Basic Usage Examples¶
This section provides step-by-step examples for common calibration tasks.
Complete Workflow Example¶
Here’s a complete example showing how to train a model, calibrate its predictions, and evaluate the results:
import numpy as np
import matplotlib.pyplot as plt
from sklearn.datasets import make_classification
from sklearn.ensemble import RandomForestClassifier
from sklearn.model_selection import train_test_split
from sklearn.calibration import calibration_curve
from calibre import (
NearlyIsotonicRegression,
mean_calibration_error,
expected_calibration_error,
unique_value_counts
)
# Generate synthetic dataset
X, y = make_classification(
n_samples=2000,
n_features=20,
n_redundant=2,
n_informative=18,
random_state=42
)
# Split data
X_train, X_test, y_train, y_test = train_test_split(
X, y, test_size=0.5, random_state=42
)
# Train a Random Forest model
model = RandomForestClassifier(n_estimators=100, random_state=42)
model.fit(X_train, y_train)
# Get uncalibrated predictions
y_pred_uncal = model.predict_proba(X_test)[:, 1]
# Apply calibration
calibrator = NearlyIsotonicRegression(lam=1.0, method='path')
calibrator.fit(y_pred_uncal, y_test)
y_pred_cal = calibrator.transform(y_pred_uncal)
# Evaluate calibration quality
mce_before = mean_calibration_error(y_test, y_pred_uncal)
mce_after = mean_calibration_error(y_test, y_pred_cal)
ece_before = expected_calibration_error(y_test, y_pred_uncal, n_bins=10)
ece_after = expected_calibration_error(y_test, y_pred_cal, n_bins=10)
# Check granularity preservation
counts_before = unique_value_counts(y_pred_uncal)
counts_after = unique_value_counts(y_pred_cal, y_orig=y_pred_uncal)
print("Calibration Results:")
print(f"Mean Calibration Error: {mce_before:.4f} → {mce_after:.4f}")

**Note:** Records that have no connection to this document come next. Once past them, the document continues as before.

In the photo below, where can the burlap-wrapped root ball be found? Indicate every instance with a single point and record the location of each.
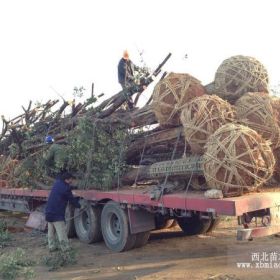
(256, 111)
(201, 117)
(237, 160)
(171, 94)
(238, 75)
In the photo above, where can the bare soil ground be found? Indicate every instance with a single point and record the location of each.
(169, 255)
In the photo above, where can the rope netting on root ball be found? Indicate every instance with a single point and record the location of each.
(255, 110)
(238, 75)
(276, 174)
(171, 94)
(237, 160)
(275, 102)
(201, 117)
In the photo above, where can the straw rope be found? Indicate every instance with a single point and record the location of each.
(171, 94)
(237, 158)
(238, 75)
(201, 117)
(255, 110)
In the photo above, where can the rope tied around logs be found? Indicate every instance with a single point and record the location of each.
(238, 75)
(171, 94)
(201, 117)
(237, 158)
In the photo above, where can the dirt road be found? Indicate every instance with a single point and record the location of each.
(169, 255)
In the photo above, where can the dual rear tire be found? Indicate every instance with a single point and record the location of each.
(111, 224)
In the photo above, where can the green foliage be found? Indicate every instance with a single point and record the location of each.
(5, 236)
(78, 92)
(16, 264)
(60, 259)
(30, 170)
(95, 153)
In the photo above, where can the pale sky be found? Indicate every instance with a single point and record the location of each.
(60, 44)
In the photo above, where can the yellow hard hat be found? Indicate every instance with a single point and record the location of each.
(125, 54)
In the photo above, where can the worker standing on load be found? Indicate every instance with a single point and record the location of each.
(126, 70)
(55, 158)
(59, 196)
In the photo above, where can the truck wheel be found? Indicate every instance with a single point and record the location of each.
(69, 219)
(87, 224)
(115, 228)
(194, 225)
(142, 239)
(161, 222)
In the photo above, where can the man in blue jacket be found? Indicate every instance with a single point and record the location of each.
(126, 70)
(59, 196)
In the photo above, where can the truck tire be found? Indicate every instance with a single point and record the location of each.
(115, 228)
(162, 222)
(142, 239)
(69, 220)
(194, 225)
(87, 224)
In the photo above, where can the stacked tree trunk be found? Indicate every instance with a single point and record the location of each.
(188, 133)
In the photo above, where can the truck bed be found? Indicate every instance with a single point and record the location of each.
(191, 200)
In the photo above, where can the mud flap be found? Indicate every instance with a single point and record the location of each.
(36, 220)
(140, 220)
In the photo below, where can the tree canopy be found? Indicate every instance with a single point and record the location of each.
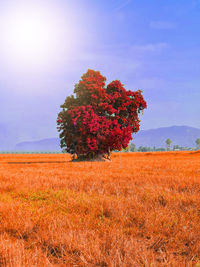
(99, 118)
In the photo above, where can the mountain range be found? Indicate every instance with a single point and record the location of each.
(180, 135)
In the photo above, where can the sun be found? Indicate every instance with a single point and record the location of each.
(29, 34)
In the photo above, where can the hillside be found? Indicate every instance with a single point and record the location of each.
(180, 135)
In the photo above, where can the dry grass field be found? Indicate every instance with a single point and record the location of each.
(141, 209)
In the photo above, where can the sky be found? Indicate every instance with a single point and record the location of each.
(46, 46)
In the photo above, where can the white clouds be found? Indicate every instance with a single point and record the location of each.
(162, 25)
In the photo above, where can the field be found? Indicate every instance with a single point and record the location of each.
(141, 209)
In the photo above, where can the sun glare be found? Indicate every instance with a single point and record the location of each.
(30, 35)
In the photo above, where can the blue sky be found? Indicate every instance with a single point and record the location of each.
(148, 45)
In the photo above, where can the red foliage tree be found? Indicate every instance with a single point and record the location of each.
(99, 118)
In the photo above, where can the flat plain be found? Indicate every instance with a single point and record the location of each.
(141, 209)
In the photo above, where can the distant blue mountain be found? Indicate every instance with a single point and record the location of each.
(180, 135)
(50, 144)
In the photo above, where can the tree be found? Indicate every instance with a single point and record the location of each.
(97, 118)
(198, 143)
(168, 143)
(132, 147)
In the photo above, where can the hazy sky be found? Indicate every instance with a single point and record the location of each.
(45, 47)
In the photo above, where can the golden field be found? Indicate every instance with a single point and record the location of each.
(141, 209)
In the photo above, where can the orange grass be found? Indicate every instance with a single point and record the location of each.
(141, 209)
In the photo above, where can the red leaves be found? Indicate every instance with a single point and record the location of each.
(99, 117)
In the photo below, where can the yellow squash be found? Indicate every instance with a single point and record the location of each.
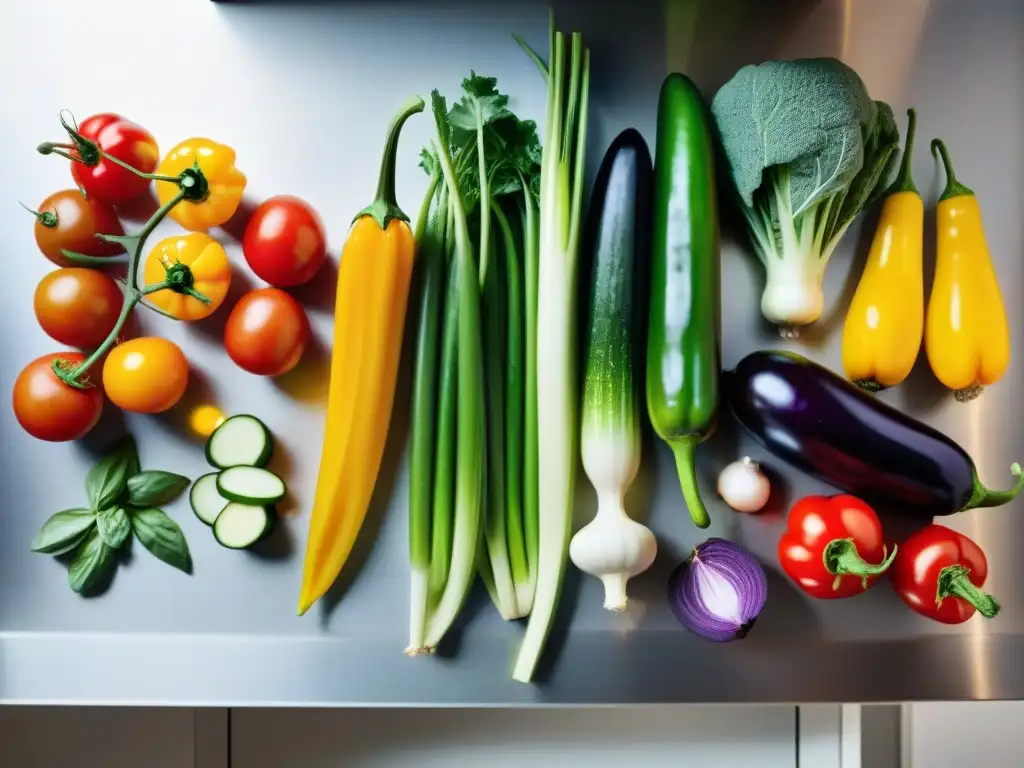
(967, 336)
(370, 314)
(884, 328)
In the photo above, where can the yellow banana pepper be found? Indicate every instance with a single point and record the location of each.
(224, 183)
(884, 327)
(967, 335)
(370, 315)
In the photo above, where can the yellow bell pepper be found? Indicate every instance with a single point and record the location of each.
(967, 335)
(374, 282)
(196, 270)
(224, 183)
(884, 327)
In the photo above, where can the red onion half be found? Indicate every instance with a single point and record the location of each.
(719, 591)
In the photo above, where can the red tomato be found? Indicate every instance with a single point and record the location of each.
(120, 138)
(833, 546)
(939, 572)
(284, 242)
(68, 221)
(266, 332)
(78, 306)
(49, 410)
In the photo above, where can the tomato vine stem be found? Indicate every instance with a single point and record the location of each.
(193, 186)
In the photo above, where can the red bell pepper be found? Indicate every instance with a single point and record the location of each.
(122, 139)
(939, 572)
(830, 546)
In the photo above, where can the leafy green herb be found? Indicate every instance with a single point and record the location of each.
(155, 486)
(64, 531)
(162, 537)
(92, 561)
(114, 526)
(122, 501)
(108, 479)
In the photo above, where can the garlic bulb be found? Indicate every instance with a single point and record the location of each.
(743, 486)
(613, 548)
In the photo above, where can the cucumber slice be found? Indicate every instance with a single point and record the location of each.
(206, 501)
(242, 525)
(240, 441)
(250, 485)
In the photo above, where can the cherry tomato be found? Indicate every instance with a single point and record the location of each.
(266, 332)
(49, 410)
(125, 140)
(70, 221)
(78, 306)
(284, 242)
(145, 376)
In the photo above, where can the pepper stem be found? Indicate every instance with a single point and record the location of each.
(46, 218)
(841, 558)
(385, 206)
(982, 497)
(869, 385)
(683, 451)
(953, 187)
(953, 582)
(903, 180)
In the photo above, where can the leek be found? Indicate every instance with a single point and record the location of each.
(561, 202)
(429, 275)
(471, 443)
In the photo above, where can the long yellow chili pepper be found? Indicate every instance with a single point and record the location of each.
(884, 328)
(967, 335)
(370, 315)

print(f"Expected Calibration Error: {ece_before:.4f} → {ece_after:.4f}")
print(f"Unique values: {counts_before['n_unique_y_pred']} → {counts_after['n_unique_y_pred']}")
print(f"Preservation ratio: {counts_after['unique_value_ratio']:.3f}")
Comparing Calibration Methods¶
This example compares different calibration methods on the same dataset:
from calibre import (
NearlyIsotonicRegression,
ISplineCalibrator,
RelaxedPAVA,
RegularizedIsotonicRegression,
SmoothedIsotonicRegression
)
# Define calibrators to compare
calibrators = {
'Nearly Isotonic (strict)': NearlyIsotonicRegression(lam=10.0, method='path'),
'Nearly Isotonic (relaxed)': NearlyIsotonicRegression(lam=0.1, method='path'),
'I-Spline': ISplineCalibrator(n_splines=10, degree=3, cv=3),
'Relaxed PAVA': RelaxedPAVA(percentile=10, adaptive=True),
'Regularized Isotonic': RegularizedIsotonicRegression(alpha=0.1),
'Smoothed Isotonic': SmoothedIsotonicRegression(window_length=7, poly_order=3)
}
# Compare calibrators
results = {}
for name, calibrator in calibrators.items():
# Fit calibrator
calibrator.fit(y_pred_uncal, y_test)
y_cal = calibrator.transform(y_pred_uncal)
# Calculate metrics
mce = mean_calibration_error(y_test, y_cal)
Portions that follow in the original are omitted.